Potere al popolo, certo… ma come?

La democrazia fra Lenin e Trasimaco, Malatesta, Lenny Kravitz e Sartre in «Ci manca(va) un Venerdì», puntata 118

di Fabrizio Melodia

«La democrazia è uno stato che legittima la sottomissione della minoranza alla maggioranza, ed è paragonabile a un’organizzazione istituita per l’uso sistematico della forza di una classe contro l’altra, di una parte della popolazione contro l’altra» afferma Lenin in «Stato e Rivoluzione». Una denuncia fortissima, tesa a sottolineare come le strutture con le quali gli uomini auspicherebbero di convivere e organizzarsi in pace e nel rispetto altrui, altro non siano che strumenti di potere del forte contro il più debole, ovvero per perpetrare soprusi.

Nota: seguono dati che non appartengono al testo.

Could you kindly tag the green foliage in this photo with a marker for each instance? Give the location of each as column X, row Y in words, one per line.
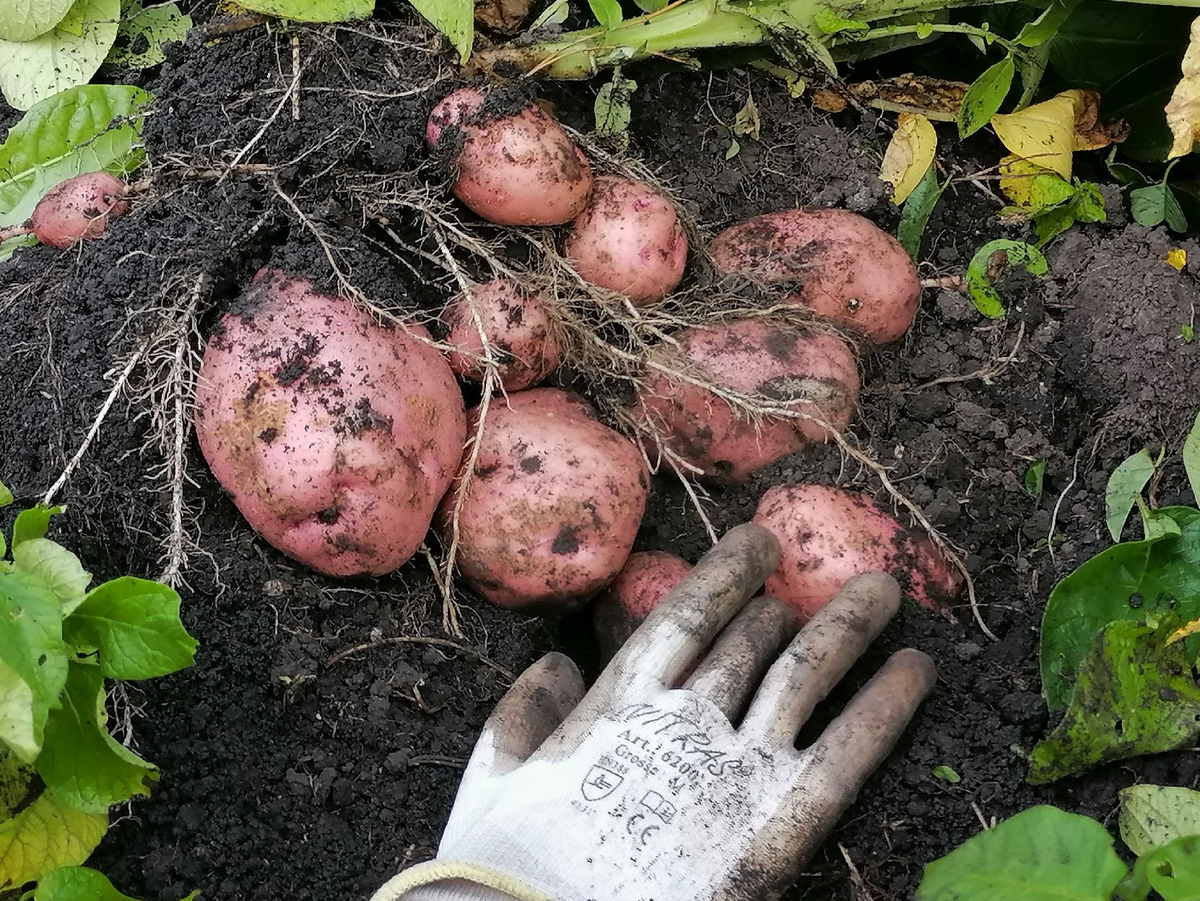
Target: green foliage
column 59, row 641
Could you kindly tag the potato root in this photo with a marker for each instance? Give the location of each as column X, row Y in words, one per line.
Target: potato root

Vicino a una tale conclusione era arrivato molto tempo prima un filosofo che andiamo a conoscere grazie a Platone, che ne riporta qui il pensiero in modo assai chiaro e sintetico: «Ciascun governo istituisce leggi per il proprio utile; la democrazia fa leggi democratiche, la tirannide tiranniche e allo stesso modo gli altri governi. E una volta che hanno fatto le leggi, eccoli proclamare che il giusto per i governati si identifica con ciò che è invece il loro proprio utile, e chi se ne allontana lo puniscono come trasgressore sia della legge sia della giustizia. In ciò consiste, mio ottimo amico, quello che dico giusto, identico in tutte quante le poleis, l’utile del potere costituito. Ma, se non erro, questo potere detiene la forza. Così ne viene, per chi sappia ben ragionare, che in ogni caso il giusto è sempre identico all’utile del più forte». Una bella bastonata sui denti da parte di Trasimaco per tutti coloro che hanno auspicato una rivoluzione a tutto tondo, per sovvertire le antiche monarchie, oligarchie comprese: la democrazia sarebbe dunque solo il prepotente dominio di una classe sociale su di un’altra più debole in termini di mezzi e di forza.

«Lenin è stato sfortunato. È nato 100 anni troppo presto» scrive Arthur Clarke, evidenziando la sottile linea rossa che conduce da Trasimaco conduce al bolscevismo e vedendo all’orizzonte le politiche neoliberiste e la deriva della sinistra, divisa in lotte intestine e derive destroidi.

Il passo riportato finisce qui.